More Fun with the RTX 2060

So I recently wiped my system and upgraded to Linux Mint Cinnamon 20. I tend to wipe and install on major releases since I do a lot of customization.

Anyway, I wanted to set CUDA back up along with tensorflow-gpu since I have stuff I wanted to do. I recreated my virtual environment and found Tensorflow 2.2.0 had been released. Based on this I found it still needs CUDA 10.1. No worries, went through and put CUDA 10.1, cuDNN, and TensorRT back on my system and everything was working.

I noticed with 2.2.0 that I was getting the dreaded RTX CUDA_ERROR_OUT_OF_MEMORY errors for pretty much anything I did. So I fixed it and figured I’d post this in case it helps anyone else out down the road. You need to add this in so that the GPU memory can grow and use mixed precision with the RTX (which also helps to run things on the TPUs in the RTX series).

from tensorflow import config as tfc
from tensorflow.keras.mixed_precision import experimental as mixed_precision
...
gpus = tfc.experimental.list_physical_devices("GPU")
tfc.experimental.set_memory_growth(gpus[0], True)
policy = mixed_precision.Policy('mixed_float16')
mixed_precision.set_policy(policy)

If you’re having more out of memory errors on your RTX, give this a shot.

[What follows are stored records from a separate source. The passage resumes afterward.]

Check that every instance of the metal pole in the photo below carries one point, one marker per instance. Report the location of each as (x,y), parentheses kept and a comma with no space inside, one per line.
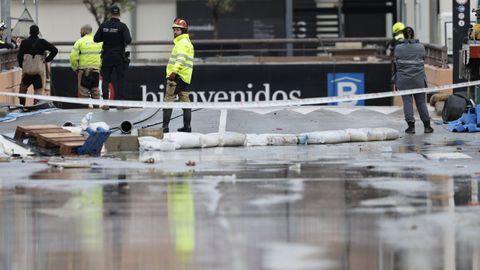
(461,23)
(5,14)
(133,29)
(289,24)
(36,11)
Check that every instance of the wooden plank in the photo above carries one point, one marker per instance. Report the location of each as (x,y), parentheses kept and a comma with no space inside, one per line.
(72,144)
(32,127)
(68,148)
(59,135)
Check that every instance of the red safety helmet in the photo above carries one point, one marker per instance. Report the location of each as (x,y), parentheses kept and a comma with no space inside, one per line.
(180,23)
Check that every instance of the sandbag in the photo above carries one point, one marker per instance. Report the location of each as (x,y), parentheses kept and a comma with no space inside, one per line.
(331,136)
(149,143)
(184,139)
(210,140)
(357,134)
(256,140)
(232,139)
(376,134)
(282,139)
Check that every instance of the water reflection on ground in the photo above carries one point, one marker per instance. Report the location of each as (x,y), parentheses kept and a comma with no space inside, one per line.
(363,206)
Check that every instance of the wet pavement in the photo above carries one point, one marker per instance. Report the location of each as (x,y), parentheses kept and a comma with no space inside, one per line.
(412,203)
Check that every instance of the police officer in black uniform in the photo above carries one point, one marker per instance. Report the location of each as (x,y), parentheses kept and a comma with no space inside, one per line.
(115,36)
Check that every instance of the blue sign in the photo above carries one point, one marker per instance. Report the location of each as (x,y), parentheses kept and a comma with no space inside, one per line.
(346,84)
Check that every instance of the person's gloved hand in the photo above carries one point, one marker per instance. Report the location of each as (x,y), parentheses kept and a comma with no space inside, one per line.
(172,76)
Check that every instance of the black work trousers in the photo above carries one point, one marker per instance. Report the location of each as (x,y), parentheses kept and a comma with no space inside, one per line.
(119,83)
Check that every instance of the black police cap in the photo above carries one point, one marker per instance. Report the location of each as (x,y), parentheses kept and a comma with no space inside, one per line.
(115,10)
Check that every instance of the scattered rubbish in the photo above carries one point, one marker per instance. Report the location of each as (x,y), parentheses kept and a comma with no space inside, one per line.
(438,156)
(468,122)
(12,149)
(153,132)
(148,143)
(94,143)
(69,164)
(126,127)
(295,167)
(50,136)
(149,160)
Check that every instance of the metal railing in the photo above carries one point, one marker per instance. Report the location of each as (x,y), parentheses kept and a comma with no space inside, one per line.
(311,49)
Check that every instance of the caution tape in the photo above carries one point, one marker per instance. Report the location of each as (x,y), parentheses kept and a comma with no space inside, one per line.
(242,105)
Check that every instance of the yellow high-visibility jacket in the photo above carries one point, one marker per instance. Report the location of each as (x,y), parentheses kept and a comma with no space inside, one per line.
(86,53)
(181,59)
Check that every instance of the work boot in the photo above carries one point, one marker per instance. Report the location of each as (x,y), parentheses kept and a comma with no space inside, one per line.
(428,128)
(411,128)
(185,129)
(167,114)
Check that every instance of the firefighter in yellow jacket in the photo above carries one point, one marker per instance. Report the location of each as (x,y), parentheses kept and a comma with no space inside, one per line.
(85,59)
(179,73)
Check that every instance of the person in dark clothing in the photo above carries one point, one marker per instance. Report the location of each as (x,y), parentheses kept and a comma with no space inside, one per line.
(31,48)
(3,44)
(410,74)
(115,36)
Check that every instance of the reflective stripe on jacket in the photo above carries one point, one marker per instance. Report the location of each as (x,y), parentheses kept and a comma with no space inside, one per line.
(86,53)
(181,59)
(409,62)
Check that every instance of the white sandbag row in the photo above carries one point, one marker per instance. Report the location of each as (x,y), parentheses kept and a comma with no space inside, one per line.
(351,135)
(181,140)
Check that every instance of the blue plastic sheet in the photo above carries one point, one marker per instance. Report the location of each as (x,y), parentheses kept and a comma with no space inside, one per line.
(468,122)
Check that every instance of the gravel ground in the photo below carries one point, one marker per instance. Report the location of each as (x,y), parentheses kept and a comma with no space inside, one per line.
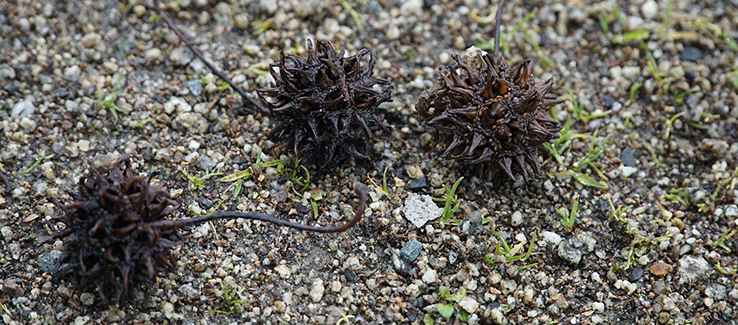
(660,140)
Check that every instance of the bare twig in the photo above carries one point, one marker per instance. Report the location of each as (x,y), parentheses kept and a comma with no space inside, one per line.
(5,180)
(173,27)
(359,213)
(497,29)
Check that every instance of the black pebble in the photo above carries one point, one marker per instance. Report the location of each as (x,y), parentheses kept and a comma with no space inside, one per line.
(11,89)
(419,302)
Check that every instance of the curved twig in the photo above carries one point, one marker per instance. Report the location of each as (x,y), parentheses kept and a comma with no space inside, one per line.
(497,29)
(359,213)
(210,66)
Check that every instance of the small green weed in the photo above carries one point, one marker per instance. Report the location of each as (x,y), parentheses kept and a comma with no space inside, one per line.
(261,26)
(358,18)
(108,101)
(36,163)
(447,309)
(721,241)
(231,299)
(383,189)
(197,182)
(717,31)
(568,217)
(619,213)
(633,90)
(510,253)
(678,195)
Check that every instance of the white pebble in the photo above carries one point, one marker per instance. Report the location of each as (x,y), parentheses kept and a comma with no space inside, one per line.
(649,9)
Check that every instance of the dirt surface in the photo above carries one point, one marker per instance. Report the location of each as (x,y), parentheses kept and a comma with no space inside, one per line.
(649,158)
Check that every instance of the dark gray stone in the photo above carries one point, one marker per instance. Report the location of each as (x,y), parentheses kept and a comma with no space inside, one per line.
(49,262)
(349,274)
(627,157)
(635,275)
(418,184)
(195,87)
(472,223)
(411,250)
(691,54)
(608,101)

You can read more about Tensorflow and mixed precision here.

Fun with Linux and a RTX 2060

Or…. how to spend a day hitting your head into your desk.

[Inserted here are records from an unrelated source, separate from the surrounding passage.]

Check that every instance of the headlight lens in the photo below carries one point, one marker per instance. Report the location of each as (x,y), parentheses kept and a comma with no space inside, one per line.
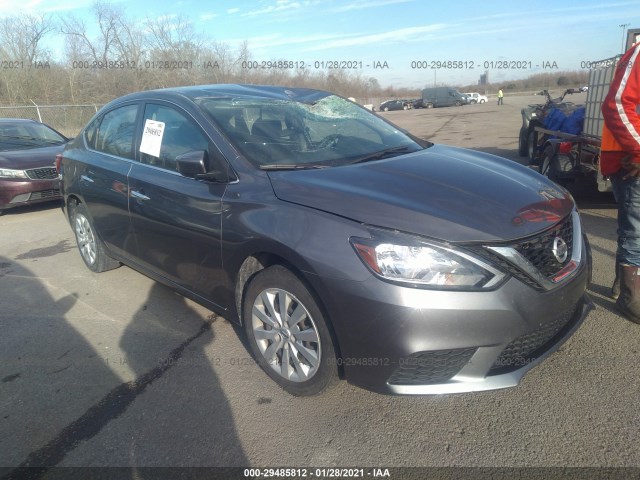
(427,265)
(8,173)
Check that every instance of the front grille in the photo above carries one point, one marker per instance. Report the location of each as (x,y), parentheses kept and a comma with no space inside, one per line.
(526,348)
(43,194)
(538,250)
(424,368)
(44,173)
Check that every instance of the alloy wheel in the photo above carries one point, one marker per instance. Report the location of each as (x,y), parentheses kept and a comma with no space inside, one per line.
(286,335)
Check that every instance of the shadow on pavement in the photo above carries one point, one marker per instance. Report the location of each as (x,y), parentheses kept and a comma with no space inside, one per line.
(61,403)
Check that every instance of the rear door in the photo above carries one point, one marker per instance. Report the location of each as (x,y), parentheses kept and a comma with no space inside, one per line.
(176,220)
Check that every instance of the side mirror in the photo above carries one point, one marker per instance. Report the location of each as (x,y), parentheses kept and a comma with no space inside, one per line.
(193,163)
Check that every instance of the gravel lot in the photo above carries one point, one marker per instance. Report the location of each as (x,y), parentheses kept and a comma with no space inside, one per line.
(116,370)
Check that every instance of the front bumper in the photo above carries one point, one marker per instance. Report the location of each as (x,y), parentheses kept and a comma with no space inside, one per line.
(401,340)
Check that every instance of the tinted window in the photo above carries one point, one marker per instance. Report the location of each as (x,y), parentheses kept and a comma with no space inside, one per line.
(115,134)
(180,134)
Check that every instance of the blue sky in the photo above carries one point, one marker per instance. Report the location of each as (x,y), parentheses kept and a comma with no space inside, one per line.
(397,32)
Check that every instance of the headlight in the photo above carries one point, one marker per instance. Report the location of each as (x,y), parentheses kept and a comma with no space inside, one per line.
(424,264)
(8,173)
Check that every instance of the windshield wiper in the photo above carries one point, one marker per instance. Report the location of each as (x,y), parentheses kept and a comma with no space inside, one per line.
(285,166)
(383,153)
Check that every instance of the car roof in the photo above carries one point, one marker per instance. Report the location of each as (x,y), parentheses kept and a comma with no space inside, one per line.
(306,95)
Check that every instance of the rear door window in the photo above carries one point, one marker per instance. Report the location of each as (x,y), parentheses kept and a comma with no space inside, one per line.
(168,133)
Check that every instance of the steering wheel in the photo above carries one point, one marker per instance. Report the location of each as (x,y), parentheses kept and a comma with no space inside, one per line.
(330,141)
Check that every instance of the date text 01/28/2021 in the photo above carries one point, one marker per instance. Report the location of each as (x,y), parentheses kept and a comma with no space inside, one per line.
(333,472)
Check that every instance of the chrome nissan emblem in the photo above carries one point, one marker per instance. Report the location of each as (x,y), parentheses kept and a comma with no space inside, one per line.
(560,249)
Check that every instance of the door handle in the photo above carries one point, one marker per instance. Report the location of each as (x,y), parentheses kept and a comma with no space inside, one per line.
(139,196)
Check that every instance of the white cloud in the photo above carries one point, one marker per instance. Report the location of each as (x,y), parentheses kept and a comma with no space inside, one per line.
(362,4)
(280,6)
(205,17)
(408,34)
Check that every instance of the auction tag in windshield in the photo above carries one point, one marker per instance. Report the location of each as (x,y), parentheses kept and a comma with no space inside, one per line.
(152,138)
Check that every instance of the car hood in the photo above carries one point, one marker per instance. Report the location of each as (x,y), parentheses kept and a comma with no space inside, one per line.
(447,193)
(30,158)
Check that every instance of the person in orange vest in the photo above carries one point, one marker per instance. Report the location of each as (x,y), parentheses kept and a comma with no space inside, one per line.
(620,161)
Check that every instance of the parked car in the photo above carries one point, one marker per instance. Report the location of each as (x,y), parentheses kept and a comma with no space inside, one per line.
(27,155)
(475,97)
(443,97)
(394,105)
(341,244)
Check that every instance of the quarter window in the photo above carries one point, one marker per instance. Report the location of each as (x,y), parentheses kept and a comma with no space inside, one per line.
(115,133)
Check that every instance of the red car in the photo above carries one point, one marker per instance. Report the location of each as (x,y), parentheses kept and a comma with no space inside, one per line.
(27,154)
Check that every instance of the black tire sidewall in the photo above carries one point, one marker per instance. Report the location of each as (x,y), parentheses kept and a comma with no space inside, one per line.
(102,262)
(280,277)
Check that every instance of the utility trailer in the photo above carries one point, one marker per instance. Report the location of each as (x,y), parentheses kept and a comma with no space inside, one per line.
(566,157)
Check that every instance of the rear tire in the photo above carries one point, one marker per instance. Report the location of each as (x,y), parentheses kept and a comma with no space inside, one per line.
(287,332)
(92,249)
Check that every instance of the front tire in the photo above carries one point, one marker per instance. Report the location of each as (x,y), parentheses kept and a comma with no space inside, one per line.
(287,332)
(92,249)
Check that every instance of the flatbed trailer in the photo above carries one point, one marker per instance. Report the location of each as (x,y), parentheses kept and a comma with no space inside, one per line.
(564,157)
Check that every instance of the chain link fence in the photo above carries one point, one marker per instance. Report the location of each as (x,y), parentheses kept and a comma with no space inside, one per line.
(67,119)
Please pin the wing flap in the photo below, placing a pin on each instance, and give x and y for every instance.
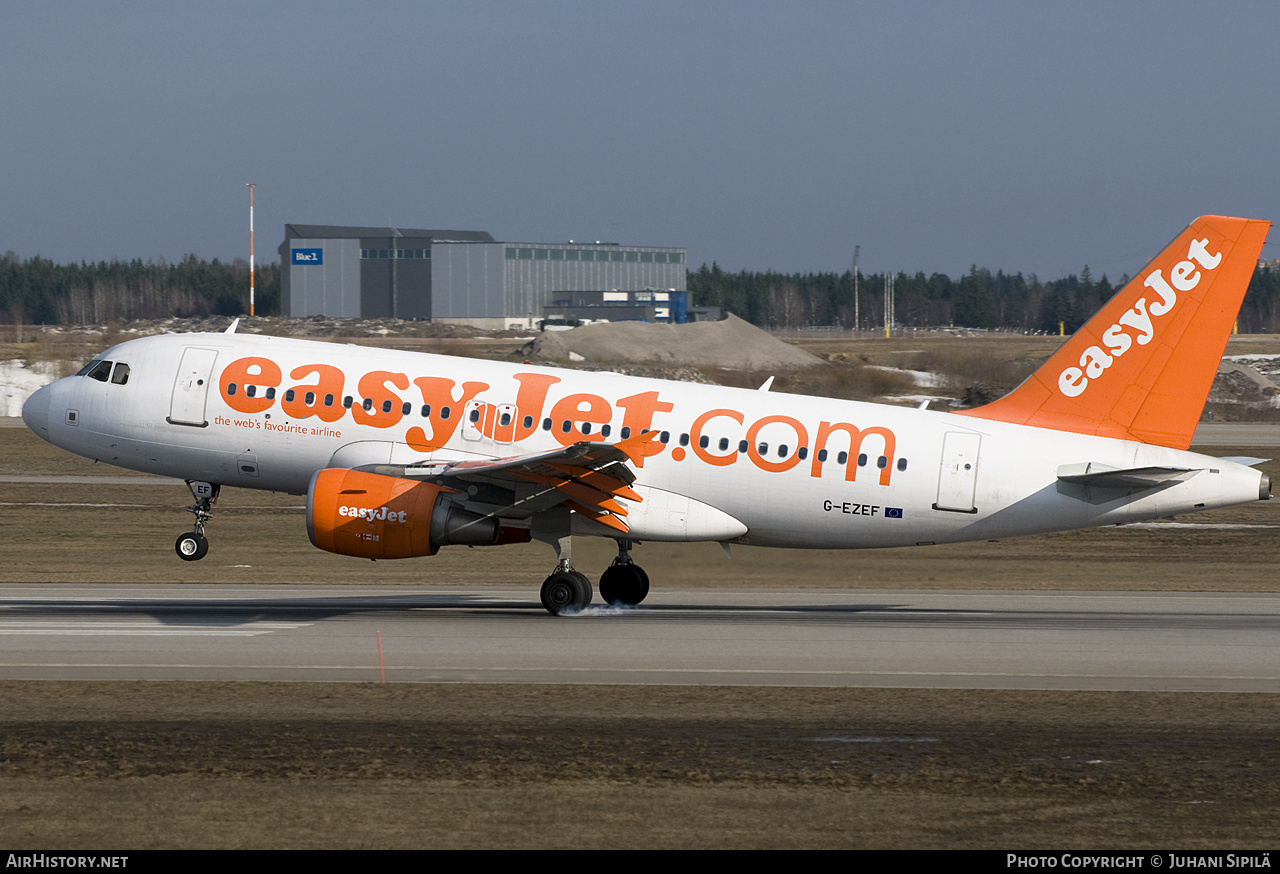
(586, 477)
(1105, 476)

Or…. machine learning is easy, right? 🙂

For a while now I have been wanting to upgrade my video card in my desktop so I could actually use it to do machine/deep learning tasks (ML). Since I put together a Frankenstein gaming computer for my daughters out of some older parts, I finally justified getting a new card by saying I would then give them my older nVidia card. After a lot of research, I decided the RTX 2060 was a good balance of how much money I felt like spending versus something that would actually be useful (plus the series comes with dedicated Tensor Cores that work really fast with fp16 data types).

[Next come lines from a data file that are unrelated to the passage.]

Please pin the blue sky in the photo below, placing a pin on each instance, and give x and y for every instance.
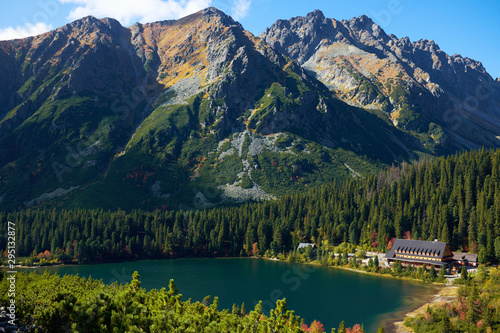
(469, 28)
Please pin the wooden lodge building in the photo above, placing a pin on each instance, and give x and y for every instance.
(421, 253)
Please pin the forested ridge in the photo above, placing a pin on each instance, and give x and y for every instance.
(454, 199)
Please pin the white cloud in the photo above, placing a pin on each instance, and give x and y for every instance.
(24, 31)
(131, 11)
(240, 9)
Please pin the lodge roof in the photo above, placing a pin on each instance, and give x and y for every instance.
(304, 245)
(419, 251)
(470, 257)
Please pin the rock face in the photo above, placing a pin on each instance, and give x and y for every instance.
(195, 112)
(450, 101)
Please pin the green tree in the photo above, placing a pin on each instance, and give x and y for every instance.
(497, 248)
(463, 274)
(441, 277)
(432, 273)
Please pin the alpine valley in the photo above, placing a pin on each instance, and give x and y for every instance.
(198, 112)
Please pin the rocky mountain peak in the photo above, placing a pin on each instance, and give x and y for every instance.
(315, 15)
(91, 24)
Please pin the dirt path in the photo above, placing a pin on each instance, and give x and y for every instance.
(447, 294)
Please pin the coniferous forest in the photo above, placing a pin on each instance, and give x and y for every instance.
(454, 199)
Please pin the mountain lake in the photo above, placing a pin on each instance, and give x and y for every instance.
(315, 293)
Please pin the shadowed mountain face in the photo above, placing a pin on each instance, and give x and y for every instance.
(448, 102)
(197, 112)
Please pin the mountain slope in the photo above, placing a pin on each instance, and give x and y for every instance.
(187, 113)
(448, 102)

So after buying the card and installing it, the first thing I wanted to do was to get Tensorflow 2.1 to work with it. Now, I already had CUDA 10.2 and the most up-to-date version of TensorRT installed, and knew that I’d have to custom compile Tensorflow’s pip version to work on my system. What I did not know was just how annoying this would turn out to be. My first attempt was to follow the instructions from the Tensorflow web site, including applying this patch that fixes the nccl bindings to work with CUDA 10.2.

However, all of my attempts failed. I had random compiler errors crop up during the build that I have never had before and could not explain. Tried building it with Clang. Tried different versions of GCC. Considered building with a Catholic priest present to keep the demons at bay. No dice. Never could complete a build successfully on my system. This was a bit to be expected since a lot of people online have trouble getting Tensorflow 2.1 and CUDA 10.2 to play nice together.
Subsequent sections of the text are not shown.